Republicans had a similar, negative take on a report released last week by the National Hispanic Leadership Agenda, which represents 35 Latino advocacy groups. The "scorecard" presented by the coalition gave a number of Democratic lawmakers perfect 100 percent scores based on their votes on "pro-Hispanic" bills like repairing public schools, the Democratic version of the patient bill of rights and against the confirmation of Attorney General John Ashcroft.

"We’re talking about Democrats grading Democrats," charged Sharon Castillo, a spokeswoman for the Republican National Committee.

Tuesday’s survey indeed found that more Hispanic respondents continue to consider themselves Democrats, a fact that the GOP has attempted to change through aggressive voter drives and leadership outreach efforts in the last few years.

But that number is changing in the GOP’s favor. Last year, 55 percent of respondents said they were Democrats at heart, while 17 percent said they were Republicans.
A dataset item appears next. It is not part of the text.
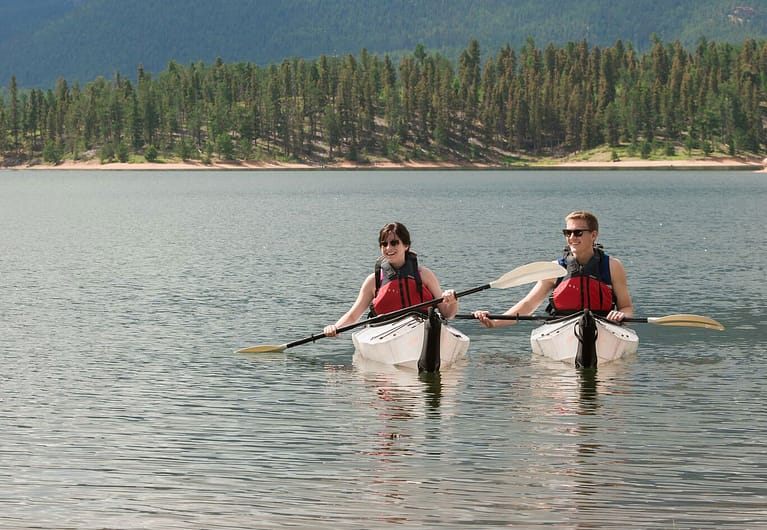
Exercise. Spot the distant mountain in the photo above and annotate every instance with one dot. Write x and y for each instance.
(79, 40)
This year, 48 percent claimed to be Democrats while 23 said they were Republican.

Republican Party approval increases among non-registered voters in this population, which de Posada said is young -- 42 is the average age -- and newer to the country.

"If I were the Republican Party I would start a massive registration drive tomorrow morning," he said.

The survey also found that 72 percent of respondents were Catholic and 64 percent are regular churchgoers. Over 60 percent reported an annual household income of $40,000 or below, and 67 percent said they had no 401 (k) retirement plan. Also, according to the survey, the greatest barriers to success for the Hispanic population in the country remain language skills and education.

The real "barrier" that both parties may encounter, however, is the lackluster response to the question of admirable Hispanic-American leaders. According to the survey, almost 75 percent of respondents said they could not identify a single leader they admired. Of those who did mention a name, 3.7 percent chose Mexican President Vicente Fox.

"This new political block in the U.S. is searching for a leader," said McLaughlin.